Cycling has had its fair share of doping scandals in the past and as a result, it is always under the eye of regulatory bodies and the media. Even the slightest, unfounded hint of foul play can attract a flurry of publicity with the majority wanting to throw those involved onto the coals. In the eye of the public, cycling is now seen as a sport tarnished by doping and is fighting to keep, or even regain, its credibility, even though, according to the World Anti-Doping Agency, there were more adverse findings last year in the sports of Bridge, Billiards and Chess!
Recently, Australian sport has had its first ever major drugs-in-sports crisis with the 2011 Cronulla Sharks rugby league team. 17 players and staff from the squad are allegedly involved in ‘unknowingly’ taking prohibited substances through the club’s supplement program. Almost 2 years after the fact, in February 2013, an investigation was opened and those involved were offered a measly 6 month ban by ASADA, which they refused. 2 months later, investigations resumed and not until this month, August 2014 (3 years since the actual event), have we heard any other repercussions.
So what is ASADA’s punishment for those that admit to taking a prohibited substance??? They have been offered an up to 12 month ban that is BACKDATED to 21st November 2013. This means, at worst, the players will miss a handful of games remaining this season and be ready for pre-season training/matches again in November!!!

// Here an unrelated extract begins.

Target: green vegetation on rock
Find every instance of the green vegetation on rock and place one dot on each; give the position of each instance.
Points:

Let’s compare this to the sport of cycling… If a rider is implicated in a doping case, they are generally suspended immediately from their team and cannot participate in any races. The Cronulla Sharks have continued to play the entire time that the investigation has been going on.
If a cyclist is convicted of a doping crime, then they will usually be forbidden from racing for a period of 2 years. Even if a professional cyclist is not where they say they will be in mandatory athlete whereabouts reporting and miss 3 tests, they will receive a 2 year suspension. The Cronulla Sharks were offered 6 month bans by ASADA and they refused!!!
ASADA claims that ‘It is the organisation with prime responsibility for implementation of the World Anti-Doping Code (the Code) in Australia.’ This being, ‘…the aim of bringing consistency to anti-doping policies and regulations within sport organizations and governments right across the world.’
Cycling is always painted in such a bad light when it comes to doping, however, I can’t help but feel that there is some inconsistencies between professional cycling and other sports. Many of the Cronulla Sharks players have voiced that they are upset about missing this season’s finals but in reality, they should be counting their lucky stars because comparatively, they may have gotten off pretty lightly.